The Palo Alto (Calif.)-based company's shares rallied on Day One to a stock-market value in excess of $2 billion. Chief Executive Officer Elon Musk sold shares worth at least $24 million. The strong showing had investors seeing a window of opportunity for more "liquidity events," to use a Silicon Valley term for IPO. "It really lubricates the way," says Nat Goldhaber, managing director of Claremont Creek Ventures in Oakland, Calif., which invests in energy-conservation companies. "You'll see a rush of bankers and companies trying to push through new green-based IPOs."
The Next Cleantech IPO?
No one knows which cleantech company might go public next, but the likeliest are those that, like Tesla, have raised tremendous amounts of money—and thus need to find a way to pay back investors. Fuel-cell manufacturer Bloom Energy, biofuel producer Sapphire Energy, and solar companies eSolar and BrightSource Energy each have raised at least $100?million in venture capital. Better Place, which is trying to build a network of battery-swapping facilities—sort of like filling stations for electric cars—raised $350 million in May.

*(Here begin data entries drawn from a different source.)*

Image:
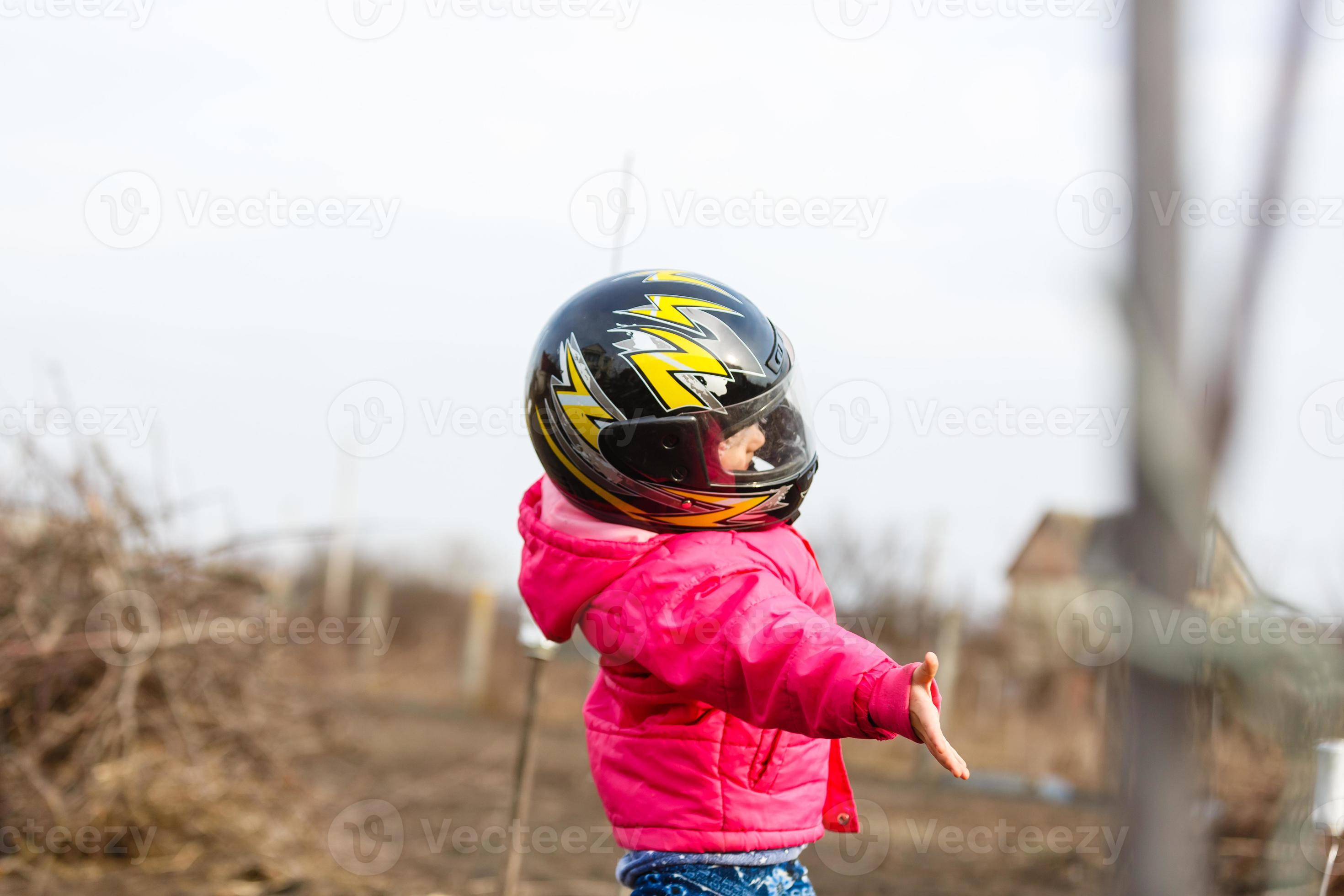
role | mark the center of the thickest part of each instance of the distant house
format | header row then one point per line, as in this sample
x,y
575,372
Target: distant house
x,y
1064,558
1069,555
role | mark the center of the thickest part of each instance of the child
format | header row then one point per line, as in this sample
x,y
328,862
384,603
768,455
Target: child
x,y
666,411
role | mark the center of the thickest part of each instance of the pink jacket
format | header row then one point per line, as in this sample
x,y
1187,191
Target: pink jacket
x,y
725,679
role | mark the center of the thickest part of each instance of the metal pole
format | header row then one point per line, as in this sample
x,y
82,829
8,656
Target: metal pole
x,y
539,651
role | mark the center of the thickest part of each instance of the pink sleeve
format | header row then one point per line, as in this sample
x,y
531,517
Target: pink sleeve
x,y
745,644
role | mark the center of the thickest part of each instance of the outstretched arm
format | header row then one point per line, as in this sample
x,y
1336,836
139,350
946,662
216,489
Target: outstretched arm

For these and other cleantech companies, the Tesla IPO "is a real confidence builder," says Gary Bloom, the CEO of eMeter, which makes software to help utilities manage data and bolster energy efficiency. EMeter has raised more than $70 million. While the decade-old company isn't preparing for an IPO, Bloom says, Tesla's success is "proving that things are moving in the cleantech sector and that there's real deliverables."
Bloom is quick to caution against reading too much into Tesla's opening-day gains. After A123 raced out of the gates on Sept. 24, the stock proceeded to lose half its value over the next nine months and continues to sell below its offer price.
The bottom line Tesla's initial public offering may be a "real confidence builder" that paves the way for more cleantech IPOs.